Na Bahia, a violência policial contra corpos negros chegou a níveis alarmantes. A ação intervencionista da polícia nas favelas e periferias, sob a justificativa do combate ao narcotráfico, tem resultado na dizimação e encarceramento em massa de indivíduos – em maioria, jovens negros. Estamos vivendo, dia após dia, uma guerra silenciosa nos territórios periféricos baianos, invisibilizada pelos meios de comunicação hegemônicos. Embora o Estado insista em afirmar que a guerra é contra as drogas, não há como ignorar os marcadores sociais que forjam os jovens negros como os inimigos de fato dessa guerra.

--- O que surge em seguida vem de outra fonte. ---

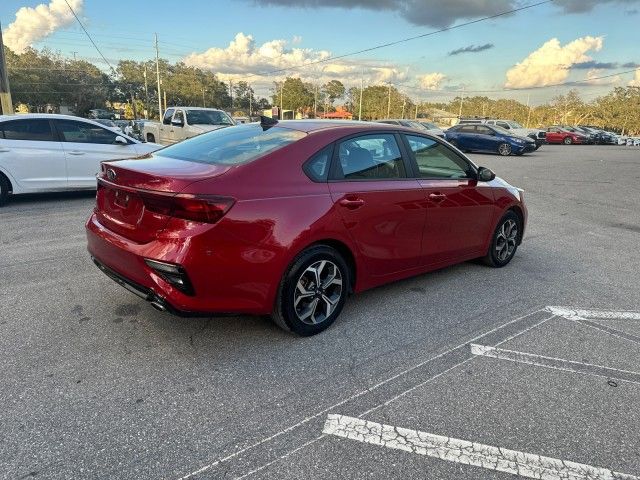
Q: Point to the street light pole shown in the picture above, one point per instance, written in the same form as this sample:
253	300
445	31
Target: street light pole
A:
158	80
6	106
361	90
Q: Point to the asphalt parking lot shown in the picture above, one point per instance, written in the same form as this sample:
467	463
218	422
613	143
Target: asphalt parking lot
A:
462	373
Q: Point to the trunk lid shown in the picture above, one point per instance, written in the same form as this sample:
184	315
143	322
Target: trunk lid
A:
129	192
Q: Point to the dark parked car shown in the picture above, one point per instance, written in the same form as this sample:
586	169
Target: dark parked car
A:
488	138
288	218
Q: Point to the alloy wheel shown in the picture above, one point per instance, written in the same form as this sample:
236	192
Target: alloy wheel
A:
506	240
504	149
318	292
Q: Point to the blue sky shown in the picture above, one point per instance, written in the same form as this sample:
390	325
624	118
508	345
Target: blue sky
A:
422	68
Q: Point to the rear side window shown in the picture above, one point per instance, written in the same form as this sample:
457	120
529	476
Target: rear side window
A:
80	132
35	130
370	157
317	167
233	145
434	160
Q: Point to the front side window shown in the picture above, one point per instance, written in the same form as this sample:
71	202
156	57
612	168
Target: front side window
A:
233	145
35	130
208	117
437	161
370	157
167	116
80	132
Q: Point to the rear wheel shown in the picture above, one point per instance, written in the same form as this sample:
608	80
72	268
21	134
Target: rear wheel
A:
312	292
504	149
5	188
504	242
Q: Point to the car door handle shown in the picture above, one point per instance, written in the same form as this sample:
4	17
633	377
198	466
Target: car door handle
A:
351	203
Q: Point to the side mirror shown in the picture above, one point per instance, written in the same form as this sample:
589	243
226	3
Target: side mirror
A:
485	175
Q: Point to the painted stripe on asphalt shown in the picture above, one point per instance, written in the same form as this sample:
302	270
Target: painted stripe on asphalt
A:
583	314
555	363
465	452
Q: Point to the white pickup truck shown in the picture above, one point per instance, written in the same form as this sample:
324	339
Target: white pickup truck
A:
180	123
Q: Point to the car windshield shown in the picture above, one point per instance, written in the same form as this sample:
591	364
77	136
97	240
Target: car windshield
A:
233	145
207	117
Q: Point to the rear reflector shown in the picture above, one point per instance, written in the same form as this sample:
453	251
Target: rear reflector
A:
173	274
199	208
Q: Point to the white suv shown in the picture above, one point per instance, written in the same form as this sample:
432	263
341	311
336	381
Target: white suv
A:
45	152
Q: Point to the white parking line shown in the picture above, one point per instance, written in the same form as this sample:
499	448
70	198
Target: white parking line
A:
348	399
583	314
555	363
465	452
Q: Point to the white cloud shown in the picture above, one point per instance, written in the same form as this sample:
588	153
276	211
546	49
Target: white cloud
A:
431	81
244	59
551	63
33	24
594	73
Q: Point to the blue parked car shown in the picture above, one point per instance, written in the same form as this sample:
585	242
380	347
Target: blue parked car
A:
488	138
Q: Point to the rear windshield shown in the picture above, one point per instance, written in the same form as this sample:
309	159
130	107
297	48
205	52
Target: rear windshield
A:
232	145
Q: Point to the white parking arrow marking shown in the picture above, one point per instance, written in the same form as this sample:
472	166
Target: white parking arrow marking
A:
584	314
466	452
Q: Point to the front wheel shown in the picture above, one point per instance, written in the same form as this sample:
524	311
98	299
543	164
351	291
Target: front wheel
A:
504	149
312	292
504	242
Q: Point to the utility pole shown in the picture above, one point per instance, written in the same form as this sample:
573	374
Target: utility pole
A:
146	94
158	80
281	101
6	106
361	90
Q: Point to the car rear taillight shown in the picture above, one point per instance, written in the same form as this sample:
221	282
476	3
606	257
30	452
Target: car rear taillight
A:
199	208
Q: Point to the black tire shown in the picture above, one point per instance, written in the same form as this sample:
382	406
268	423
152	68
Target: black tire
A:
494	257
288	315
504	149
5	188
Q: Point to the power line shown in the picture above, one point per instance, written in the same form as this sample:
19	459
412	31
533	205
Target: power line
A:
90	39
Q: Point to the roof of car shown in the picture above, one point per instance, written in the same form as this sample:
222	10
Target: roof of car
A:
309	126
19	116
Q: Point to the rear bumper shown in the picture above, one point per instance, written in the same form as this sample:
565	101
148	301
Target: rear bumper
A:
220	279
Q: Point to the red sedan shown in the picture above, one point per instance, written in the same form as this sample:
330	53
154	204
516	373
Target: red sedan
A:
288	218
560	135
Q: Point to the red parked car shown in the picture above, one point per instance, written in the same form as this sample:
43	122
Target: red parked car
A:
560	135
288	218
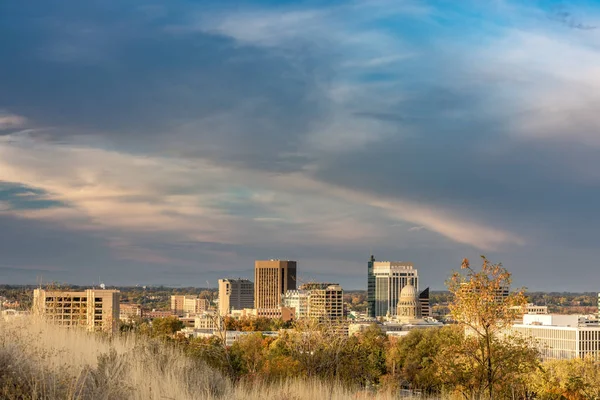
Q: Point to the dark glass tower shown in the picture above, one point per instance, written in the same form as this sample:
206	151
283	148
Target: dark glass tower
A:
370	288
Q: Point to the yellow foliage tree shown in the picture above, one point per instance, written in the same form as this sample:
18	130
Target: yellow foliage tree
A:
488	356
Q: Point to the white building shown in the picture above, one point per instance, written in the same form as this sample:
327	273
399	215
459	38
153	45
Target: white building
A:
298	300
316	300
561	336
235	294
390	278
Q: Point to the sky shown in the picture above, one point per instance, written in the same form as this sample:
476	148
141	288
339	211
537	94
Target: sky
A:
151	142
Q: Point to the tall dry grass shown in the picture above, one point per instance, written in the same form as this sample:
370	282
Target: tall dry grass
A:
40	361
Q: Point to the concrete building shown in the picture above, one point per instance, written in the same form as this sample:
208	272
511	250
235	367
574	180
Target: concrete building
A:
390	278
561	336
324	300
297	300
128	311
533	309
235	294
95	309
207	321
408	309
158	314
371	288
316	300
272	278
188	305
425	306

O último caso de ação violenta da Polícia Militar da Bahia (PM-BA) aconteceu nesse domingo (13), em Salvador, e teve como resultado a morte de uma jovem negra de apenas 19 anos. Ana Luíza Silva dos Santos de Jesus foi morta com um tiro na barriga durante uma operação da PM no bairro da Engomadeira, em uma localidade periférica conhecida como Baixa da Nanã. De acordo com familiares, Ana Luíza havia saído de casa para levar uma marmita a uma amiga e retornava quando foi baleada. A polícia alegou “troca de tiros”, mas a família contestou a afirmação e declarou que a ação foi sem precedentes: “Eles chegaram atirando, e não havia nada que justificasse os disparos. O bairro estava tranquilo”, disse uma parente da vítima.

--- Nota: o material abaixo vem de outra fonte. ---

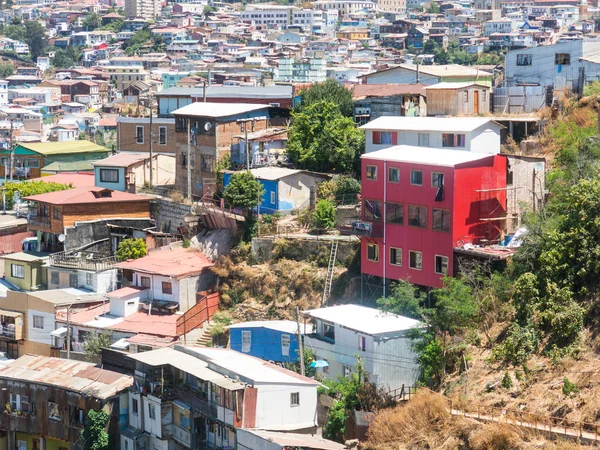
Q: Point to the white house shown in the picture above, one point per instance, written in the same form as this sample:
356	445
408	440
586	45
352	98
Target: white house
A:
226	391
380	339
475	134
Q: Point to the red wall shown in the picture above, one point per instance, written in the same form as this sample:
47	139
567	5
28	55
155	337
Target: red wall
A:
460	198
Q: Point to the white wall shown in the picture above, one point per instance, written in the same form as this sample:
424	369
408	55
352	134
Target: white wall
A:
41	336
274	410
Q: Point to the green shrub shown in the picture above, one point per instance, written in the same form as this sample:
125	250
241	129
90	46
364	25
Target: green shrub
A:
324	215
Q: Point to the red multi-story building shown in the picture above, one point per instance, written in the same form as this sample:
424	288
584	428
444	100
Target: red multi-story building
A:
419	204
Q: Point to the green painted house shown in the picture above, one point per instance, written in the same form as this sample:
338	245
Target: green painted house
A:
34	160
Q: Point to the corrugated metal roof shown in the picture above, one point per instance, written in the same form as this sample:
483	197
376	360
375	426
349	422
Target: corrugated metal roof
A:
77	376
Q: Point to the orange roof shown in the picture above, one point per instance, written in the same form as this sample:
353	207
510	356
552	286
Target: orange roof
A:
78	180
177	262
86	195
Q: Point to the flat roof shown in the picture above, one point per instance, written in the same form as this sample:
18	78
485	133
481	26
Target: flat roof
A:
442	124
365	320
426	155
210	109
77	376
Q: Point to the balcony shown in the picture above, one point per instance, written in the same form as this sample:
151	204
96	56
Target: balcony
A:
96	262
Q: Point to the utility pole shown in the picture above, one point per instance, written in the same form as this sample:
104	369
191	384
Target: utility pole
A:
189	162
300	343
151	138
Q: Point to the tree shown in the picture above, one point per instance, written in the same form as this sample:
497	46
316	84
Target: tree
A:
330	91
322	139
94	435
35	38
6	70
243	191
324	215
131	249
91	22
94	345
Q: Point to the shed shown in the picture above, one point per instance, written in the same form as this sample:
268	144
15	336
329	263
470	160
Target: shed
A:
286	189
271	340
455	99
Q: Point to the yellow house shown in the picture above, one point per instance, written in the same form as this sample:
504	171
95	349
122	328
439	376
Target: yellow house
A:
26	270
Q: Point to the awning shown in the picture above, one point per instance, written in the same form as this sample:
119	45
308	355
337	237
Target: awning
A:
59	332
121	344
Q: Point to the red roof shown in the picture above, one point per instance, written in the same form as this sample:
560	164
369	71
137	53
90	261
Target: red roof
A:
178	262
86	195
79	180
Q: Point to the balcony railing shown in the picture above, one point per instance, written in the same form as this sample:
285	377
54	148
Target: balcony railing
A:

Logo após o ocorrido, policiais ainda lançaram bombas e agrediram familiares e vizinhos que, em luto e revolta, apenas exigiam justiça pela morte de Luíza. A repressão brutal, típica de um Estado que trata a dor do povo como ameaça, só fez aumentar a indignação da comunidade. Diante da violência, moradores ocuparam a Estrada das Barreiras — principal via de acesso ao bairro da Engomadeira — em protesto. Pneus e objetos foram incendiados e dois ônibus foram atravessados na pista, interrompendo o tráfego. Era o grito desesperado de quem já não aguenta mais enterrar seus filhos, irmãos e vizinhos sem sequer ter o direito de questionar. Até quando a resposta do Estado à dor será mais violência?
Ana Luíza, como milhares de outros jovens negros que tiveram suas vidas brutalmente interrompidas na Bahia, era uma pessoa comum, cheia de sonhos e planos. Estudava Estética e Cosmética em uma faculdade particular de Lauro de Freitas, na Região Metropolitana de Salvador. Em entrevista comovente, seu pai não escondeu o orgulho que sentia da filha: “Era uma pessoa maravilhosa, estudiosa, ‘tava na faculdade, fazendo o 3º semestre de Estética. Hoje mesmo era dia dela ir pra faculdade dela. Sempre alegre, sempre estudou… só nos deu orgulho”. Ana Luíza deixou para trás uma família amorosa, agora devastada pela dor de uma perda inexplicável. Sua morte é revoltante, absurda, e evidencia o quanto vidas negras seguem sendo tratadas como descartáveis neste país. Uma vida cheia de possibilidades foi arrancada sem justificativa, como outras milhares também são na Bahia. Mais uma vez o sangue negro escorre pelas vielas enquanto o silêncio do Estado ecoa como afronta.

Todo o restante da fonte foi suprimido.